The current acquisition pipeline for visual models of 3D worlds is based on a paradigm of planning a goal-oriented acquisition – sampling on site – processing. The digital model of an artifact (an object, a building, up to an entire city) is produced by planning a specific scanning campaign, carefully selecting the (often costly) acquisition devices, performing the on-site acquisition at the required resolution and then post-processing the acquired data to produce a beautified triangulated and textured model. However, in the future we will be faced with the ubiquitous availability of sensing devices that deliver different data streams that need to be processed and displayed in a new way, for example smartphones, commodity stereo cameras, cheap aerial data acquisition devices, etc.
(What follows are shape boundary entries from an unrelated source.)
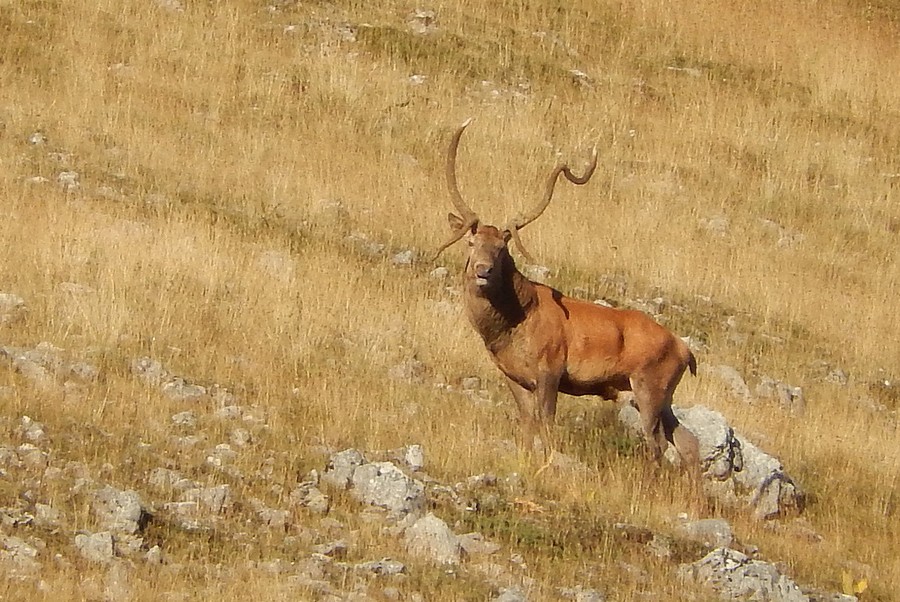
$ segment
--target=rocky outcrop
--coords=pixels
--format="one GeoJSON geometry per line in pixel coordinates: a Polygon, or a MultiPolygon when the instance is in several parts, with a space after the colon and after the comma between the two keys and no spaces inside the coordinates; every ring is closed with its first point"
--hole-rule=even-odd
{"type": "MultiPolygon", "coordinates": [[[[700,468],[710,494],[728,504],[746,505],[763,519],[802,508],[804,494],[781,461],[735,433],[720,413],[694,406],[676,408],[675,415],[697,436],[700,468]]],[[[640,432],[639,419],[631,406],[619,412],[619,420],[635,433],[640,432]]],[[[679,461],[671,447],[666,457],[679,461]]]]}

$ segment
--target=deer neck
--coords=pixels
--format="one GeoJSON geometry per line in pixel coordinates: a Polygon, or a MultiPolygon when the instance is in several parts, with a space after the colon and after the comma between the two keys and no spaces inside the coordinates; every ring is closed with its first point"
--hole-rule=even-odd
{"type": "Polygon", "coordinates": [[[537,304],[537,289],[510,261],[503,279],[489,290],[466,282],[466,310],[469,320],[492,352],[506,347],[516,327],[525,321],[537,304]]]}

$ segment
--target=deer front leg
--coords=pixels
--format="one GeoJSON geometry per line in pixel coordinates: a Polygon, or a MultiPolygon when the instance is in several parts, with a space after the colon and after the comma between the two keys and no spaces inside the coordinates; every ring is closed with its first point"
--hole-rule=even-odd
{"type": "Polygon", "coordinates": [[[534,448],[534,438],[539,433],[540,413],[537,400],[532,391],[507,378],[506,384],[512,391],[516,406],[519,408],[519,447],[526,451],[534,448]]]}

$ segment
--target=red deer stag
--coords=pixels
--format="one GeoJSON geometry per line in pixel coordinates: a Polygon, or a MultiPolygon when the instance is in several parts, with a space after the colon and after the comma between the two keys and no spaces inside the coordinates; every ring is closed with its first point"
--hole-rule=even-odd
{"type": "Polygon", "coordinates": [[[447,185],[460,215],[449,214],[453,235],[435,258],[465,237],[469,247],[463,278],[466,313],[506,375],[519,408],[525,447],[533,445],[536,434],[544,440],[545,450],[552,447],[549,429],[558,393],[614,400],[621,391],[633,391],[653,459],[658,462],[671,441],[685,466],[696,472],[697,439],[672,412],[672,394],[685,369],[696,373],[694,356],[684,341],[639,311],[572,299],[528,280],[509,253],[512,240],[528,257],[518,231],[547,209],[559,174],[579,185],[591,178],[597,167],[596,147],[583,176],[558,164],[534,209],[496,228],[480,223],[456,182],[456,151],[470,121],[455,132],[447,153],[447,185]]]}

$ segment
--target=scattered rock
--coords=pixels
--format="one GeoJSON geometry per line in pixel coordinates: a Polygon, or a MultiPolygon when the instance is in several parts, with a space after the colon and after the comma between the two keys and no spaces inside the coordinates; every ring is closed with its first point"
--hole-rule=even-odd
{"type": "MultiPolygon", "coordinates": [[[[707,491],[725,503],[743,500],[758,518],[773,518],[803,506],[804,495],[781,462],[738,435],[725,418],[704,406],[675,408],[675,415],[697,437],[701,471],[707,491]]],[[[619,420],[640,433],[640,415],[630,405],[619,411],[619,420]]],[[[666,458],[679,462],[670,448],[666,458]]]]}
{"type": "Polygon", "coordinates": [[[504,587],[500,594],[491,598],[492,602],[528,602],[528,596],[518,587],[504,587]]]}
{"type": "Polygon", "coordinates": [[[776,401],[782,409],[794,416],[802,416],[806,411],[806,399],[803,389],[785,384],[768,376],[760,377],[756,385],[757,397],[776,401]]]}
{"type": "Polygon", "coordinates": [[[421,384],[425,382],[425,364],[411,357],[388,370],[388,376],[396,380],[421,384]]]}
{"type": "Polygon", "coordinates": [[[169,372],[162,363],[150,357],[132,360],[131,372],[151,387],[160,387],[169,378],[169,372]]]}
{"type": "MultiPolygon", "coordinates": [[[[36,573],[40,570],[38,549],[19,537],[0,534],[0,567],[18,572],[36,573]]],[[[6,579],[11,576],[7,574],[6,579]]]]}
{"type": "Polygon", "coordinates": [[[103,487],[94,494],[91,507],[104,531],[133,534],[143,530],[150,520],[141,497],[131,490],[103,487]]]}
{"type": "Polygon", "coordinates": [[[481,533],[465,533],[458,536],[458,540],[459,545],[469,558],[490,556],[499,552],[502,547],[498,543],[485,539],[481,533]]]}
{"type": "Polygon", "coordinates": [[[390,558],[360,562],[353,568],[364,573],[374,573],[375,575],[385,576],[400,575],[406,572],[406,565],[398,560],[392,560],[390,558]]]}
{"type": "Polygon", "coordinates": [[[322,480],[339,489],[347,489],[356,469],[366,463],[366,459],[355,449],[345,449],[333,454],[322,474],[322,480]]]}
{"type": "Polygon", "coordinates": [[[0,326],[25,316],[25,299],[12,293],[0,293],[0,326]]]}
{"type": "Polygon", "coordinates": [[[425,506],[425,486],[390,462],[363,464],[353,472],[352,483],[354,497],[394,515],[418,512],[425,506]]]}
{"type": "Polygon", "coordinates": [[[160,391],[173,401],[190,401],[206,395],[206,387],[189,383],[180,376],[163,383],[160,391]]]}
{"type": "Polygon", "coordinates": [[[197,416],[190,410],[179,412],[172,416],[172,424],[184,428],[194,428],[197,426],[197,416]]]}
{"type": "Polygon", "coordinates": [[[391,257],[391,263],[395,266],[409,266],[412,265],[416,259],[416,252],[407,249],[406,251],[400,251],[393,257],[391,257]]]}
{"type": "Polygon", "coordinates": [[[450,276],[450,270],[444,266],[440,266],[431,270],[428,275],[435,280],[446,280],[450,276]]]}
{"type": "MultiPolygon", "coordinates": [[[[298,483],[291,491],[291,503],[303,506],[316,514],[326,514],[330,506],[328,496],[322,493],[316,485],[318,484],[318,474],[313,471],[313,478],[298,483]]],[[[349,483],[349,481],[348,481],[349,483]]]]}
{"type": "Polygon", "coordinates": [[[348,549],[349,546],[347,545],[347,542],[343,539],[339,539],[337,541],[313,546],[312,550],[316,554],[328,556],[329,558],[344,558],[347,555],[348,549]]]}
{"type": "Polygon", "coordinates": [[[731,229],[731,220],[724,215],[715,215],[713,217],[702,218],[700,227],[713,236],[725,236],[731,229]]]}
{"type": "Polygon", "coordinates": [[[734,543],[734,532],[722,518],[705,518],[683,522],[676,528],[679,534],[713,548],[727,548],[734,543]]]}
{"type": "Polygon", "coordinates": [[[750,392],[750,387],[747,386],[747,381],[744,380],[744,377],[741,376],[741,373],[731,366],[726,365],[716,365],[716,366],[706,366],[701,367],[701,370],[705,374],[709,374],[722,381],[722,383],[728,387],[728,390],[734,395],[736,398],[751,402],[753,401],[753,394],[750,392]]]}
{"type": "Polygon", "coordinates": [[[427,35],[437,31],[437,22],[433,10],[423,10],[417,8],[406,19],[406,25],[409,30],[416,35],[427,35]]]}
{"type": "Polygon", "coordinates": [[[743,437],[738,437],[744,455],[744,470],[734,480],[749,490],[749,502],[757,518],[773,518],[787,509],[801,509],[804,494],[784,472],[778,458],[770,456],[743,437]]]}
{"type": "Polygon", "coordinates": [[[428,513],[409,528],[404,534],[406,549],[416,557],[425,558],[436,564],[459,564],[463,548],[459,538],[447,523],[428,513]]]}
{"type": "Polygon", "coordinates": [[[56,531],[62,526],[62,513],[48,504],[34,505],[34,526],[47,531],[56,531]]]}
{"type": "Polygon", "coordinates": [[[606,602],[606,596],[602,593],[595,589],[585,589],[580,585],[560,588],[559,595],[575,602],[606,602]]]}
{"type": "Polygon", "coordinates": [[[717,548],[694,563],[681,565],[679,572],[711,588],[721,600],[809,602],[774,565],[730,548],[717,548]]]}
{"type": "Polygon", "coordinates": [[[66,191],[75,190],[81,186],[81,176],[77,171],[61,171],[56,176],[56,181],[66,191]]]}

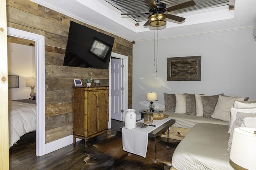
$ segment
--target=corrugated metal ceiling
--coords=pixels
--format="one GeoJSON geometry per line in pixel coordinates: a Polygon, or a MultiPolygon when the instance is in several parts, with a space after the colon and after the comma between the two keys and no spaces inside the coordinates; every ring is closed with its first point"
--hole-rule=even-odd
{"type": "MultiPolygon", "coordinates": [[[[144,0],[104,0],[116,8],[124,13],[148,12],[149,6],[144,0]]],[[[198,10],[228,5],[229,0],[194,0],[195,6],[187,8],[168,13],[177,15],[185,12],[195,11],[198,10]]],[[[165,4],[166,8],[188,1],[189,0],[159,0],[159,2],[165,4]]],[[[157,1],[155,0],[157,2],[157,1]]],[[[148,15],[144,14],[128,16],[137,22],[146,21],[148,15]]]]}

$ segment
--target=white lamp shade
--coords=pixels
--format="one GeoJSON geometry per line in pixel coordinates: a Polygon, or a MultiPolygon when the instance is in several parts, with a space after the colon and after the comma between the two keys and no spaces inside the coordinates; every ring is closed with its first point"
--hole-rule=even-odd
{"type": "Polygon", "coordinates": [[[36,79],[26,79],[26,87],[34,87],[36,86],[36,79]]]}
{"type": "Polygon", "coordinates": [[[238,127],[234,131],[230,158],[236,164],[248,170],[255,169],[256,128],[238,127]]]}
{"type": "Polygon", "coordinates": [[[155,92],[151,92],[147,94],[147,101],[156,101],[157,100],[157,94],[155,92]]]}

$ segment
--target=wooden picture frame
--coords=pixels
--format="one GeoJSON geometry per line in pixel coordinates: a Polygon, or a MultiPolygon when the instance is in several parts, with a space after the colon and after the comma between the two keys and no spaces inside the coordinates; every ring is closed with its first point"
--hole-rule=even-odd
{"type": "Polygon", "coordinates": [[[168,58],[167,81],[201,81],[201,56],[168,58]]]}
{"type": "Polygon", "coordinates": [[[8,76],[8,88],[19,88],[19,76],[8,76]]]}

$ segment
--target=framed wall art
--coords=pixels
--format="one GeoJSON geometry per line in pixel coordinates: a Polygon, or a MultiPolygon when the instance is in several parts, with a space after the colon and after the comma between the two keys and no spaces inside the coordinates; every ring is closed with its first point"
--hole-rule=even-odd
{"type": "Polygon", "coordinates": [[[167,81],[201,81],[201,56],[168,58],[167,81]]]}
{"type": "Polygon", "coordinates": [[[19,88],[19,76],[8,76],[8,88],[19,88]]]}

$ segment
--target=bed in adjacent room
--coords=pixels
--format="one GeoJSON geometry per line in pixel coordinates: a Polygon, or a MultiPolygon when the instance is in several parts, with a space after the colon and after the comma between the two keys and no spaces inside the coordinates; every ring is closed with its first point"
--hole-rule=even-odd
{"type": "Polygon", "coordinates": [[[36,130],[36,101],[9,101],[9,148],[26,133],[36,130]]]}

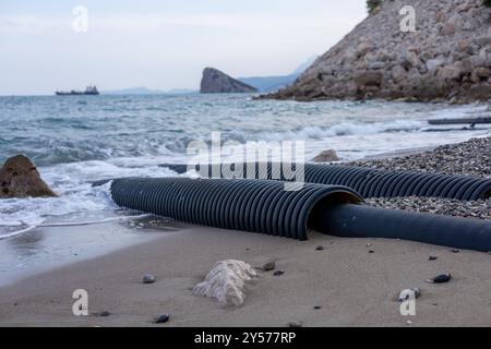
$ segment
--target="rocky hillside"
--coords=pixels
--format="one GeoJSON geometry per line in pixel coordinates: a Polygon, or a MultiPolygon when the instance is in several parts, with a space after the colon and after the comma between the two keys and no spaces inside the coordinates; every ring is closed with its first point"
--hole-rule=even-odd
{"type": "Polygon", "coordinates": [[[491,9],[482,0],[385,0],[280,99],[491,98],[491,9]],[[403,33],[404,5],[416,10],[416,32],[403,33]]]}
{"type": "Polygon", "coordinates": [[[201,80],[202,94],[254,93],[256,88],[244,84],[214,68],[206,68],[201,80]]]}

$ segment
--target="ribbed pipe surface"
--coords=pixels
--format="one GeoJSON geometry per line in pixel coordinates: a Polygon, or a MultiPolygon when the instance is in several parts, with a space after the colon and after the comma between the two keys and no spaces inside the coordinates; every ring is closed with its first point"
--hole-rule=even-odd
{"type": "Polygon", "coordinates": [[[118,179],[111,195],[120,206],[181,221],[299,240],[307,240],[307,222],[318,203],[362,202],[338,185],[306,183],[286,191],[280,181],[188,178],[118,179]]]}
{"type": "Polygon", "coordinates": [[[227,179],[118,179],[123,207],[224,229],[307,240],[307,228],[348,238],[391,238],[491,251],[491,222],[360,205],[352,190],[306,183],[227,179]]]}
{"type": "MultiPolygon", "coordinates": [[[[178,173],[184,173],[188,170],[185,165],[166,164],[161,166],[178,173]]],[[[223,169],[229,172],[229,169],[233,171],[236,168],[235,165],[223,164],[196,166],[194,169],[205,178],[230,178],[224,176],[223,169]]],[[[296,170],[294,165],[292,171],[296,170]]],[[[249,163],[243,165],[242,171],[235,173],[236,178],[291,180],[291,176],[285,172],[279,163],[249,163]]],[[[426,196],[475,201],[491,196],[491,179],[471,176],[387,171],[316,164],[304,164],[301,174],[304,182],[345,185],[355,190],[362,197],[426,196]]]]}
We therefore propose a radical paradigm change in acquisition and processing technology: instead of a goal-driven acquisition that determines the devices and sensors, we let the sensors and resulting available data determine the acquisition process. Data acquisition might become incidental to other tasks that devices/People to which sensors are attached carry out. A variety of challenging problems need to be solved to exploit this huge amount of data, including: dealing with continuous streams of time-dependent data, finding means of integrating data from different sensors and modalities, detecting changes in data sets to create 4D models, harvesting data to go beyond simple 3D geometry, and researching new paradigms for interactive inspection capabilities with 4D data sets. In this project, we envision solutions to these challenges, paving the way for affordable and innovative uses of information technology in an evolving world sampled by ubiquitous visual sensors.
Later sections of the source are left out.